Whereas the former simply describe definitions in
the AS under consideration, the latter not only
describe definitions but also focus on the operational
behavior of that AS. The ASSL framework evaluates
an AS specification formally to construct a special
declarative specification tree needed to perform
both consistency checking and code generation.
Consistency checking (cf. Figure 2) is a
framework mechanism for verifying specifications
by performing exhaustive traversal of the declarative
specification tree. In general, the framework
performs two kinds of consistency-checking
operations: 1) light – checks for type consistency,
ambiguous definitions, etc.; and 2) heavy – checks
whether the specification model conforms to special
correctness properties.
Figure 2: Consistency checking with ASSL.
The correctness properties are ASSL semantic
definitions defined per tier (Vassev, 2008).
Although, these are expressed in First-Order Linear
Temporal Logic (FOLTL) (Baier and Katoen, 2008),
currently, ASSL does not incorporate a FOLTL
engine, and thus, the consistency checking
mechanism implements the correctness properties as
Java statements. Here, the FOLTL operators
(forall) and (exists) work over sets of ASSL tier
instances. In addition, these operators are translated
by taking their first argument as a logical atom that
contains a single unbound tier variable. Ideally, this
atom has a relatively small number of ground tier
instances, so the combinatorial explosion generally
produced by these statements is controlled.
It is important to mention that the consistency
checking mechanism generates consistency errors or
warnings.

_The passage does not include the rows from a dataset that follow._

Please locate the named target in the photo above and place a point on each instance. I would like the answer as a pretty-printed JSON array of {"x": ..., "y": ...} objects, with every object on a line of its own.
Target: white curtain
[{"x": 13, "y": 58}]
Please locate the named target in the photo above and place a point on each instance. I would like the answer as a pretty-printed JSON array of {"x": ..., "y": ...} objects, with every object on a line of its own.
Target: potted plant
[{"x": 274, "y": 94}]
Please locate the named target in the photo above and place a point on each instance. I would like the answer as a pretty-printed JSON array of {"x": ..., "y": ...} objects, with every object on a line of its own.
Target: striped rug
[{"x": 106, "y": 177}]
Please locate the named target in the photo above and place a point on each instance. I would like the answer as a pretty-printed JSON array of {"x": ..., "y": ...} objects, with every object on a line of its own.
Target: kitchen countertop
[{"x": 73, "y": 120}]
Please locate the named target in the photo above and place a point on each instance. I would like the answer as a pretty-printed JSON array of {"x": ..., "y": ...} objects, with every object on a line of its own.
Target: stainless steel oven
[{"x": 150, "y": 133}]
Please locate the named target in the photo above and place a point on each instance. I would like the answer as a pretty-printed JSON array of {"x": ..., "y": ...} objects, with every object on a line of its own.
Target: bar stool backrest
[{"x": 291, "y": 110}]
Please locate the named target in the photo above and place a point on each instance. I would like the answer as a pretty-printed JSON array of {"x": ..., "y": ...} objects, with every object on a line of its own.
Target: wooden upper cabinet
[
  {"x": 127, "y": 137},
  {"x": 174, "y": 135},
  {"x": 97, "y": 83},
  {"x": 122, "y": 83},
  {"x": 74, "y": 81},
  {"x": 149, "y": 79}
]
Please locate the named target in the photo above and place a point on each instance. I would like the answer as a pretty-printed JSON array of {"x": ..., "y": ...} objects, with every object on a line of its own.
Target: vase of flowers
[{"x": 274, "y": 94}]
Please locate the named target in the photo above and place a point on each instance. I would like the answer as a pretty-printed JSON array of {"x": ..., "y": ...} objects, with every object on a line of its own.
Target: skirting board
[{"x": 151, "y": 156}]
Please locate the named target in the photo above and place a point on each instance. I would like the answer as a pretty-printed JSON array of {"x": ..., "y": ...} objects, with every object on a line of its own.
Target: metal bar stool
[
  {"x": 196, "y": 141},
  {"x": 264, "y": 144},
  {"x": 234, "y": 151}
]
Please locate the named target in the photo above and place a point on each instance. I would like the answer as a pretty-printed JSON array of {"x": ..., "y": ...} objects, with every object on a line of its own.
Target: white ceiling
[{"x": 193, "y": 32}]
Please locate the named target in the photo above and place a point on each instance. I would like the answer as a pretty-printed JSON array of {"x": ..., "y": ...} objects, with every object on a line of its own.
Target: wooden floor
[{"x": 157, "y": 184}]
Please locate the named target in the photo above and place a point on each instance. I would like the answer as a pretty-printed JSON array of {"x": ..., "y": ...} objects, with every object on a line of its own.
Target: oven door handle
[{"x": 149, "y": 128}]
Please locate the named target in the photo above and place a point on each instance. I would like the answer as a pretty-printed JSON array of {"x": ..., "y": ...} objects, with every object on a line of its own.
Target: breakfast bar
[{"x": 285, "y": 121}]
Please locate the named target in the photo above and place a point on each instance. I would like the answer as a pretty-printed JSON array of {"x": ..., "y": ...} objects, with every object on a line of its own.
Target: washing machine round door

Warnings are specific situations, where
the specification does not contradict the correctness
properties, but rather introduces uncertainty as to
how the code generator will handle it. Although
considered efficient, the ASSL consistency checking
mechanism has some major drawbacks:
It does not consider the notion of time, and
thus, temporal FOLTL operators such as
always, next, eventually, until, waiting-for, etc.,
are omitted. Therefore, ASSL consistency
checking is not able to assert safety (e.g.,
freedom from deadlock) or liveness properties
(e.g., a message sent is eventually received).
The interpretation of the FOLTL formulas into
Java statements is done in an analytical way
and thus the introduction of errors is possible.

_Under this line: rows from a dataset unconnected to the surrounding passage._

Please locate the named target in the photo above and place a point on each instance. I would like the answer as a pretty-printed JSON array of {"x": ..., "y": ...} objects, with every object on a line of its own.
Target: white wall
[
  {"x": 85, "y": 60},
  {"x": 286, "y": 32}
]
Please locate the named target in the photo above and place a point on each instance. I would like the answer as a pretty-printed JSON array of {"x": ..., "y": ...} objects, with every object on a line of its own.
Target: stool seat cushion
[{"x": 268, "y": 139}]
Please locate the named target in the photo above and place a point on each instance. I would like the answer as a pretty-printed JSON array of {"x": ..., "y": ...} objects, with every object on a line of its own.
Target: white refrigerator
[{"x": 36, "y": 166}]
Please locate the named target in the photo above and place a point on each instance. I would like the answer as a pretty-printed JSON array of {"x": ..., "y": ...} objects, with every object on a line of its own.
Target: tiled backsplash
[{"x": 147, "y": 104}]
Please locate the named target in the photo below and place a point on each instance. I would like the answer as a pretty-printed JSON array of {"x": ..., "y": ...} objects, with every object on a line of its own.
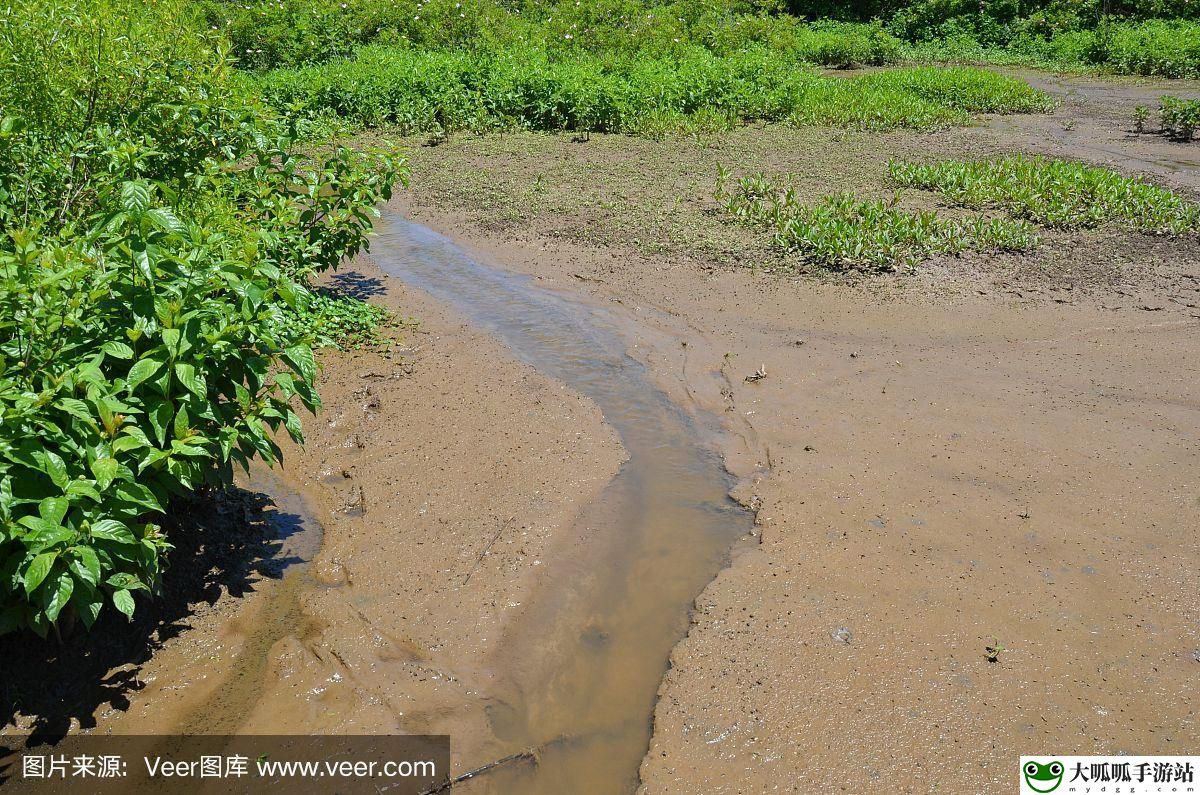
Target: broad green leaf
[
  {"x": 189, "y": 377},
  {"x": 105, "y": 471},
  {"x": 160, "y": 416},
  {"x": 118, "y": 350},
  {"x": 76, "y": 407},
  {"x": 83, "y": 489},
  {"x": 135, "y": 197},
  {"x": 301, "y": 359},
  {"x": 166, "y": 220},
  {"x": 85, "y": 565},
  {"x": 59, "y": 595},
  {"x": 138, "y": 495},
  {"x": 88, "y": 603},
  {"x": 53, "y": 509},
  {"x": 142, "y": 370},
  {"x": 113, "y": 531},
  {"x": 37, "y": 571},
  {"x": 54, "y": 466},
  {"x": 124, "y": 602}
]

There is no easy way to add new correctness
properties to the consistency-checking
mechanism.
4 POST-IMPLEMENTATION
MODEL CHECKING
In this section, we present our preliminary work on
model checking with ASSL and Java PathFinder. As
we have already stated, we are at the beginning of
our research on this model checking approach. Thus,
the results presented here are rather theoretical.
4.1 Java PathFinder
Java PathFinder is a post-implementation model
checker tool written in Java and targeting at Java
programs (Visser et al., 2000; Java PathFinder,
2008). It can check Java programs for deadlocks,
invariants and user-defined assertions in the code.
Moreover, properties expressed in Linear Temporal
Logic (Baier and Katoen, 2008) can be checked.

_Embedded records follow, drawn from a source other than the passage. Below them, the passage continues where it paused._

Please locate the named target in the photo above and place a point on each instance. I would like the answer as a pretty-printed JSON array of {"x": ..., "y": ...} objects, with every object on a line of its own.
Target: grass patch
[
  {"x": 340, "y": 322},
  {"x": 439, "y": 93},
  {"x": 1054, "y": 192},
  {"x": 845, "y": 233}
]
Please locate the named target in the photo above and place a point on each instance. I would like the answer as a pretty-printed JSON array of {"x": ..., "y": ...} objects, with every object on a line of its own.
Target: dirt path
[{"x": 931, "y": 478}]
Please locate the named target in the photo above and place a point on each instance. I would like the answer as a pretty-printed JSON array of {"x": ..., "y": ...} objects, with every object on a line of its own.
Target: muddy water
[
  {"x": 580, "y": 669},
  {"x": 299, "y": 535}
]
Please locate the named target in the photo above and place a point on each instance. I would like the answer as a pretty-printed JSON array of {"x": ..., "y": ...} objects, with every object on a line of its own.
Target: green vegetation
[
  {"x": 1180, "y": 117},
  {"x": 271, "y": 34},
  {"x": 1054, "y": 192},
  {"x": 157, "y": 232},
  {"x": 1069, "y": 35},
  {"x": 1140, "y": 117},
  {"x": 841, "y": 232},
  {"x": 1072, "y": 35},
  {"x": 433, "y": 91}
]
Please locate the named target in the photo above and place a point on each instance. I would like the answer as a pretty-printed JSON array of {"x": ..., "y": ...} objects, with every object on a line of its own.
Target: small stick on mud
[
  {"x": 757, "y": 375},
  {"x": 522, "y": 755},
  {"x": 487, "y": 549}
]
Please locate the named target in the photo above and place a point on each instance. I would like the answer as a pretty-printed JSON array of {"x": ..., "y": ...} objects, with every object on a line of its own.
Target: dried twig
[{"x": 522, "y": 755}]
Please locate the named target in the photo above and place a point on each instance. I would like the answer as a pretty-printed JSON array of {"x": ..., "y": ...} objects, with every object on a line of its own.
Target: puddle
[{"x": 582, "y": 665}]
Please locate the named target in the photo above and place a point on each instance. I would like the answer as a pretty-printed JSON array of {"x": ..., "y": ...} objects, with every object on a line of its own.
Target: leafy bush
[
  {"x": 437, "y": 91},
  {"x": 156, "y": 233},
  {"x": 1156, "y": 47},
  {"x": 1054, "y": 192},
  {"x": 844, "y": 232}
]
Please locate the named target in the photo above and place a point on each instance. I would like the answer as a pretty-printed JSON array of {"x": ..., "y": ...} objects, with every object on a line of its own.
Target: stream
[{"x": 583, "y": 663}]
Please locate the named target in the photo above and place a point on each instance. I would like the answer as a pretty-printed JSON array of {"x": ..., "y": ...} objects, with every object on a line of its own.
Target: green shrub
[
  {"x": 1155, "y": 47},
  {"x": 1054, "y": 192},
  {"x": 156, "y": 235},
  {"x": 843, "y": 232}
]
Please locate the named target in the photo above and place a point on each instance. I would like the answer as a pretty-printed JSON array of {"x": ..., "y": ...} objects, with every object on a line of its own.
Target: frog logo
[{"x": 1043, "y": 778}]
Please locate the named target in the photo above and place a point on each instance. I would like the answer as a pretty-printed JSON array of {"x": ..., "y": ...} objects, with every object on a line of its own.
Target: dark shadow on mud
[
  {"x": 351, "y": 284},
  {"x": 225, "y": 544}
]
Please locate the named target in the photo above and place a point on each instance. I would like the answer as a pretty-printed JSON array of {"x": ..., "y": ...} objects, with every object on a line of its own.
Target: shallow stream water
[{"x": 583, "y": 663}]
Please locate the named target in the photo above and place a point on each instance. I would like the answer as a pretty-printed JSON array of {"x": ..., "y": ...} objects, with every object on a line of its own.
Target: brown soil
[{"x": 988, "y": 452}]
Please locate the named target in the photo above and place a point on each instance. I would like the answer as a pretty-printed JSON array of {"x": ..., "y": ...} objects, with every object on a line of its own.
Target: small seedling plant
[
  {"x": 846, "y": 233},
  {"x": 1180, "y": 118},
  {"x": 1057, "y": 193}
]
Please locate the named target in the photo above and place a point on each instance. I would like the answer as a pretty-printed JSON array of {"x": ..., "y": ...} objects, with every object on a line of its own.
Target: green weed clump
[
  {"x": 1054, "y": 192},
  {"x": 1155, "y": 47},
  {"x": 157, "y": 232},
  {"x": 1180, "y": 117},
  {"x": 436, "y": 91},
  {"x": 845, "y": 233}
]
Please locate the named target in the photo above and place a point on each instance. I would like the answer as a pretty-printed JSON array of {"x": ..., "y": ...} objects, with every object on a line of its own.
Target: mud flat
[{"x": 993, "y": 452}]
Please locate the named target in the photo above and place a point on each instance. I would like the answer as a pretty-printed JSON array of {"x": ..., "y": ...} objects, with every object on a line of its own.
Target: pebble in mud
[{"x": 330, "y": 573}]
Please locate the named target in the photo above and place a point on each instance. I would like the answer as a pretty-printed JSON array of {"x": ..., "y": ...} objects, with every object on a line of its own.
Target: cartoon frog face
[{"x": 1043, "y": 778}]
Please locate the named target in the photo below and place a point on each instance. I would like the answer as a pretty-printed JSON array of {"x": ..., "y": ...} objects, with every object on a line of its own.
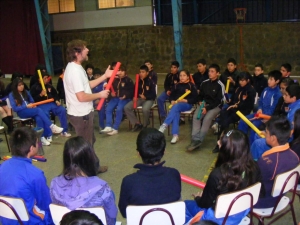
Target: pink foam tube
[
  {"x": 192, "y": 181},
  {"x": 109, "y": 84},
  {"x": 136, "y": 89}
]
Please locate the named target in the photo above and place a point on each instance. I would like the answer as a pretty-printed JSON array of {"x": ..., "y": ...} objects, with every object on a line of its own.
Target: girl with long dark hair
[
  {"x": 78, "y": 185},
  {"x": 21, "y": 102},
  {"x": 234, "y": 170}
]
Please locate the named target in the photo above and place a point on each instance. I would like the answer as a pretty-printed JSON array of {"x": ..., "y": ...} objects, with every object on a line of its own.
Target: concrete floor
[{"x": 118, "y": 152}]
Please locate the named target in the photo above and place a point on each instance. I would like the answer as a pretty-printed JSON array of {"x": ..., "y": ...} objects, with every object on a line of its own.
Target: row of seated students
[{"x": 153, "y": 183}]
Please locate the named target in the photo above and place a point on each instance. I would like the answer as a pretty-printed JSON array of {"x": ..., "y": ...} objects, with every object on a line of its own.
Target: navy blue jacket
[
  {"x": 199, "y": 78},
  {"x": 147, "y": 88},
  {"x": 150, "y": 185},
  {"x": 259, "y": 83},
  {"x": 170, "y": 81},
  {"x": 180, "y": 88},
  {"x": 123, "y": 86}
]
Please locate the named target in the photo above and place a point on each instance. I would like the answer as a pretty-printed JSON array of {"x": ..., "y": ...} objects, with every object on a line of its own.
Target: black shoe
[
  {"x": 216, "y": 149},
  {"x": 181, "y": 122},
  {"x": 193, "y": 145},
  {"x": 137, "y": 127}
]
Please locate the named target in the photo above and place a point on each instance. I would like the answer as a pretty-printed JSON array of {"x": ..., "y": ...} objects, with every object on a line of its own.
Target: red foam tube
[
  {"x": 262, "y": 116},
  {"x": 192, "y": 181},
  {"x": 43, "y": 102},
  {"x": 136, "y": 89},
  {"x": 109, "y": 84}
]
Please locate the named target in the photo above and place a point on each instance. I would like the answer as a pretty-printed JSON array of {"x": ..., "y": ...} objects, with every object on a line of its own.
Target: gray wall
[{"x": 88, "y": 16}]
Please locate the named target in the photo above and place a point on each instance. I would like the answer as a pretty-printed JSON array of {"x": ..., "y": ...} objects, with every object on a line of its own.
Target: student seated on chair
[
  {"x": 55, "y": 107},
  {"x": 291, "y": 97},
  {"x": 266, "y": 105},
  {"x": 20, "y": 179},
  {"x": 279, "y": 159},
  {"x": 145, "y": 98},
  {"x": 185, "y": 104},
  {"x": 78, "y": 185},
  {"x": 234, "y": 170},
  {"x": 153, "y": 183},
  {"x": 123, "y": 92},
  {"x": 21, "y": 102},
  {"x": 212, "y": 93},
  {"x": 80, "y": 217},
  {"x": 242, "y": 100},
  {"x": 171, "y": 79}
]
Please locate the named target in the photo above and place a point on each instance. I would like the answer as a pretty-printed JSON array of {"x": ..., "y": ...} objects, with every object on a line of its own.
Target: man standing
[{"x": 79, "y": 96}]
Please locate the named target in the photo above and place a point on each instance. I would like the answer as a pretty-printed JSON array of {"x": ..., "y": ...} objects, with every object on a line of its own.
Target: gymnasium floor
[{"x": 118, "y": 152}]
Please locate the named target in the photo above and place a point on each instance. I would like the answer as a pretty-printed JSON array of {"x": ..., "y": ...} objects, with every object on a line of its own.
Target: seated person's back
[
  {"x": 279, "y": 159},
  {"x": 20, "y": 179},
  {"x": 152, "y": 183},
  {"x": 78, "y": 185}
]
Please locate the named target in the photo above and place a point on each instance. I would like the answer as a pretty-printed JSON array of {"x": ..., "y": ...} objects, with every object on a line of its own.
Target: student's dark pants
[{"x": 84, "y": 126}]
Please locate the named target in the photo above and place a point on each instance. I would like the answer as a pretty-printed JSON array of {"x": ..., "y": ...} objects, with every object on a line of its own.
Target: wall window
[
  {"x": 59, "y": 6},
  {"x": 104, "y": 4}
]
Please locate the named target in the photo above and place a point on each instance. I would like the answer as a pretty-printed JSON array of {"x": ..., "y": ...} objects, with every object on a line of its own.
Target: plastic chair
[
  {"x": 3, "y": 131},
  {"x": 283, "y": 183},
  {"x": 236, "y": 202},
  {"x": 58, "y": 211},
  {"x": 17, "y": 119},
  {"x": 14, "y": 209},
  {"x": 164, "y": 214}
]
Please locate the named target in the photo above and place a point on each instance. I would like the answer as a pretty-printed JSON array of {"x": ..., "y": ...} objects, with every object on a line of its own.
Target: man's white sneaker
[
  {"x": 162, "y": 128},
  {"x": 49, "y": 139},
  {"x": 113, "y": 132},
  {"x": 55, "y": 129},
  {"x": 174, "y": 139},
  {"x": 44, "y": 141},
  {"x": 106, "y": 130},
  {"x": 65, "y": 134}
]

In general, it is claimed that Java PathFinder is
capable of checking any Java program that does not
rely on native methods. However, it is important to
mention that the state-explosion problem limits the
size of the applications that can be checked
effectively up to 10,000 lines of code (Java
PathFinder, 2008).Similar to any regular model
checking tool, Java PathFinder performs exhaustive
testing. The difference is that it works on the real
Java code instead of on a state graph. Here, the basic
technique is multiple execution of the program under
consideration to check all the possible executions for
paths that can lead to property violations, such as
deadlocks or unhandled exceptions. If an error is
found, Java PathFinder reports the execution path
that leads to it. Note that every execution step is
recorded, so we can trace the execution path that
gets to property violation.
Figure 3 depicts the operational model of Java
PathFinder. As depicted, different components
(tools) work by accompanying the execution of the
compiled Java program (in Java bytecode), e.g., an
ASSL-generated AS compiled to Java bytecode with
a regular Java Compiler.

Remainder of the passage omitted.